I have a cluster with min nodes = 1 and max nodes = 5 and autoscale='QUEUE'. I have 500 individual tasks, which each take only a few seconds to execute. Therefore it makes sense to set chunksize = 100 so that sets of 100 tasks will run on a single node in the same R session.

The problem is doAzureParallel seems to interpret this as there being only 5 tasks and the cluster does not increase in size. I would expect the autoscaling to increase the cluster size as it takes a long time for the 500 tasks to execute sequentially on one node.

Is this an issue with doAzureParallel or Azure Batch autoscaling? Do you have any advice on how to run this type of job?

Thanks

brnleehng commented 5 years ago

Not sure if it's an issue with doAzureParallel, the Azure Batch autoscale occurs in time intervals.
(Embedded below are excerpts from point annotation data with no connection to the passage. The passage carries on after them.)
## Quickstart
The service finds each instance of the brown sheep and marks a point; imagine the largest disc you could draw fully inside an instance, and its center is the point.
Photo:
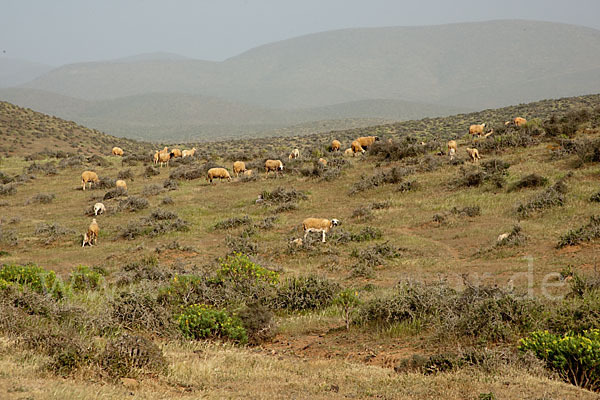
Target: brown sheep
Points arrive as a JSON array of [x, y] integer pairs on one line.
[[273, 165], [452, 148], [239, 167], [356, 147], [175, 153], [473, 154], [215, 173], [336, 145], [318, 225], [476, 130], [91, 236], [367, 141], [121, 184], [89, 176]]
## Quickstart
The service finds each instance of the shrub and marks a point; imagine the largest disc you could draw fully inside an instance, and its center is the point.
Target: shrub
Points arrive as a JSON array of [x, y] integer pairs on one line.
[[529, 181], [554, 196], [200, 321], [36, 278], [585, 233], [86, 278], [233, 222], [574, 357], [41, 198], [305, 293], [125, 354]]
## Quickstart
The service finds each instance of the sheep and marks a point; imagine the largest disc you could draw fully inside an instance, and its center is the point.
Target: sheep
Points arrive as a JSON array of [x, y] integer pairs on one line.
[[336, 145], [476, 129], [89, 176], [91, 236], [318, 225], [273, 165], [121, 184], [175, 153], [367, 141], [99, 208], [473, 153], [452, 147], [188, 153], [164, 158], [239, 167], [215, 173], [518, 121], [356, 147]]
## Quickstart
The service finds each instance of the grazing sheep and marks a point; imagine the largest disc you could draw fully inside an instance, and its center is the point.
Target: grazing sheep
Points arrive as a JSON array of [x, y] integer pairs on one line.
[[99, 208], [215, 173], [188, 153], [175, 153], [502, 237], [367, 141], [476, 130], [318, 225], [273, 165], [121, 184], [239, 167], [164, 158], [89, 176], [356, 147], [452, 148], [473, 154], [91, 236]]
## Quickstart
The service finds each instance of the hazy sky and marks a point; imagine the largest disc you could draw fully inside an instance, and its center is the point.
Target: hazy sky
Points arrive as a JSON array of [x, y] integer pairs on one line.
[[64, 31]]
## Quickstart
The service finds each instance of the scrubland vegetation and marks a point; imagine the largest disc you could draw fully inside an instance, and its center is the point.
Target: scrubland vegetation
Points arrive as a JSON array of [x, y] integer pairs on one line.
[[445, 278]]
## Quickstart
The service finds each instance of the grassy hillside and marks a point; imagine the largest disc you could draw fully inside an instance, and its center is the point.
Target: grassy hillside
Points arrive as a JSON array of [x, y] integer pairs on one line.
[[24, 132], [412, 296], [424, 64], [157, 116]]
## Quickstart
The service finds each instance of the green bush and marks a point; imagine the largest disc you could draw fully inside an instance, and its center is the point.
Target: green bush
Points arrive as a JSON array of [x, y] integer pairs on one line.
[[305, 293], [239, 267], [85, 278], [576, 358], [36, 278], [200, 321]]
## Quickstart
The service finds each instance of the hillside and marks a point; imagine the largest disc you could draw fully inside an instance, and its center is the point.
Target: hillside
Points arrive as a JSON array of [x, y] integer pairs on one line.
[[202, 290], [429, 64], [178, 116], [24, 132]]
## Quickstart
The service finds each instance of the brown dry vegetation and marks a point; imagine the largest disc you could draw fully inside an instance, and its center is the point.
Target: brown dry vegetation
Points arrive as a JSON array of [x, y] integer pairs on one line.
[[311, 353]]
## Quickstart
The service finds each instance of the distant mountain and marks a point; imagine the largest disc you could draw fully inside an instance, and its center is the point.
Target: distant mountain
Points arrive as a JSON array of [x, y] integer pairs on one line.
[[15, 72], [424, 64]]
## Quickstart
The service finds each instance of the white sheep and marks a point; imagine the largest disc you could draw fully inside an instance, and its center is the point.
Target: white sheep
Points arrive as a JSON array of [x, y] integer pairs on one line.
[[99, 208], [318, 225]]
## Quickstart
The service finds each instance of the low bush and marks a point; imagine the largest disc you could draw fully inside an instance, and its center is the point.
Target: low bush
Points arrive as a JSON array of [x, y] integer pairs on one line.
[[200, 321], [574, 357], [585, 233], [305, 293]]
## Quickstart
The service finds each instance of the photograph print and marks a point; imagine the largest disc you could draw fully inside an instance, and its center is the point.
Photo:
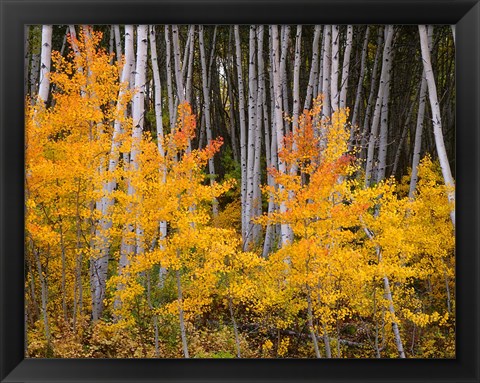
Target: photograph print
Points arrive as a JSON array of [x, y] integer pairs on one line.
[[240, 191]]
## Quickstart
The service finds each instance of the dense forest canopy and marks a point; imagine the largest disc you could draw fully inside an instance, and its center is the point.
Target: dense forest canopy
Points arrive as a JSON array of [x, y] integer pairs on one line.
[[240, 191]]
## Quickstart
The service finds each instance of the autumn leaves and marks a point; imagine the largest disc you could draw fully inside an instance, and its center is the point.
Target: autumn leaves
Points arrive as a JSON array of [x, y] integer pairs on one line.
[[124, 245]]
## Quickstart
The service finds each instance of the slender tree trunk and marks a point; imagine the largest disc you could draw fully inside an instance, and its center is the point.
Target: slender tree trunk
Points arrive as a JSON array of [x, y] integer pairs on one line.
[[327, 61], [178, 64], [158, 113], [45, 61], [436, 119], [277, 90], [335, 64], [346, 67], [366, 122], [189, 80], [376, 115], [388, 297], [118, 41], [171, 111], [359, 92], [383, 142], [313, 68], [235, 328], [252, 119], [257, 194], [243, 131], [138, 110], [206, 111], [311, 328], [183, 331]]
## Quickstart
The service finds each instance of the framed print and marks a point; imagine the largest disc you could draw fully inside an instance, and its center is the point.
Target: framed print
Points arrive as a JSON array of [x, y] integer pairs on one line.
[[236, 191]]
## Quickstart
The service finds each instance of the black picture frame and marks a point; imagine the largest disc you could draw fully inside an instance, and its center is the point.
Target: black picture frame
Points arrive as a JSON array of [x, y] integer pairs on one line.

By default, the time interval is set as every 5 minutes.

Are your tasks being run longer than 5 minutes? This will ensure that the autoscale event occurs. We have release a new queue formula 'QUEUE_AND_RUNNING'. This formula is based on the amount of tasks in the queue and current running takss.

angusrtaylor commented 5 years ago

Ahhh ok that will be my problem. Yes the total time for my job to run sequentially is less than 5 minutes. The QUEUE_AND_RUNNING formula is what I'm looking for I think. I'll try it out. Thanks!

angusrtaylor commented 5 years ago

@brnleehng while we're on the subject of autoscaling, is it possible to scale a cluster down to 0 nodes when not in use? It seems you can do this with Azure Batch but I can't create a cluster with doAzureParallel with less than 1 dedicated or low-priority node as minimum. It would be good to be able to scale to 0 to avoid unnecessary cost.

brnleehng commented 5 years ago

You should be able to autoscale to 0 by setting your min to 0.

Here's an example cluster config:

{
  "name": "test",
  "vmSize": "Standard_F4",
  "maxTasksPerNode": 1,
  "poolSize": {
    "dedicatedNodes": {
      "min": 0,
      "max": 0
    },
    "lowPriorityNodes": {
      "min": 0,
      "max": 5
    },
    "autoscaleFormula": "QUEUE"
  },
  "containerImage": "rocker/tidyverse:latest",
  "rPackages": {
    "cran": [],
    "github": [],
    "bioconductor": []
  },
  "commandLine": []
}
angusrtaylor commented 5 years ago

@brnleehng I get the following error if I try and create this cluster:

Error in waitForNodesToComplete(poolConfig$name, 60000) : Pool count needs to be greater than 0.